[Twisted-Python] Consistent interfaces to asynchronous partially-available services using Deferreds and state machines (was Re: Another approach to allowing __init__ to work with Deferreds)
glyph at divmod.com
glyph at divmod.com
Tue May 12 01:50:20 MDT 2009
On 11 May, 04:19 pm, terry.jones at gmail.com wrote:
>I posted to this list back in Nov 2008 with subject:
>A Python metaclass for Twisted allowing __init__ to return a Deferred
Let me try rephrasing your use-case here, for two reasons: one, I want
to make sure I fully understand it, and two, I feel like the language
this is couched in (hacks about __init__ and Deferreds and
metaclass/mixin/decorator [ab]use) are detracting from the real core
use-case here. I think I've experienced the problem you're experiencing
a number of times, I've just never tried to solve it the way you're
describing :).
You have a utility object which you want to create immediately and make
immediately available to various pieces of calling code. However, an
instance of this class represents a shared interface to an external,
asynchronous resource, to which you must establish a connection, and so
you don't immediately have a connection when the class is created.
However, you want to contain all this complexity behind a nice facade,
and tell all the callers "just call these (Deferred-returning) methods
and you will get sensible results no matter what state the connection is
in".
If my assessment of your use-case is flawed, please say so - but
regardless, I think the problem I'm describing is a pretty common one in
the Twisted universe. I'm going to write up some thoughts and critique
your approach in that context even if I might not be responding to your
requirements exactly, since I think it will possibly be helpful to
others anyway.
To skip ahead to the end: the answer is that you want a state-machine.

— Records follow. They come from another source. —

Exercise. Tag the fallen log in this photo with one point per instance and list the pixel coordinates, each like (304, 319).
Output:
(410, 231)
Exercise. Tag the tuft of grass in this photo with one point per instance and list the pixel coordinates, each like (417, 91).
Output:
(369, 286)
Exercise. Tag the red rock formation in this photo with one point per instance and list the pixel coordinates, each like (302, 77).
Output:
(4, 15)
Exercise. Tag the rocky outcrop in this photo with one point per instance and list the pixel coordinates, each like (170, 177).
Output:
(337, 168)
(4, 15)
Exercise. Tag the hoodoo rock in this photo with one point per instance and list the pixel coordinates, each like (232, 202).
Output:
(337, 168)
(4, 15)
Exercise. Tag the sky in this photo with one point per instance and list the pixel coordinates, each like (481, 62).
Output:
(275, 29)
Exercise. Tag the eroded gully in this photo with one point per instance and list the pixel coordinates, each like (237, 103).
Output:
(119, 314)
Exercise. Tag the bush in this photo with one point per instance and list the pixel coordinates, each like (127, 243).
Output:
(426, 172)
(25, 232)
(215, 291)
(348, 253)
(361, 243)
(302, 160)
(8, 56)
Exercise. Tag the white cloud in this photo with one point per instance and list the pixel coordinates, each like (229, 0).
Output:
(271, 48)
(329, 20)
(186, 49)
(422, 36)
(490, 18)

And it is quite sad to me that Twisted doesn't have a nice, standard,
full-featured state-machine class that we use for everything like this,
because members of the Twisted team have implemented at least half a
dozen of these, probably a lot more, in various applications. I am like
90% sure that there's a ticket in the tracker for this, but I couldn't
find it by searching around a bit. I hope exarkun or jml or radix will
have a better memory of this than I do.
>The various approaches we took back then all boiled down to waiting for
>a
>deferred to fire before the class instance was fully ready to use. When
>that happened, you had your instance and could call its methods.
... and obviously, in the context I'm presenting, that is bad, because
we don't want partially-initialized instances of the class floating
around.
The main thrust of most of the counter-proposals (especially mine) was
actually that the partially-initialized class should *not* be available
to any calling code until it was fully-initialized; calling code should
only have gotten a reference to the Deferred.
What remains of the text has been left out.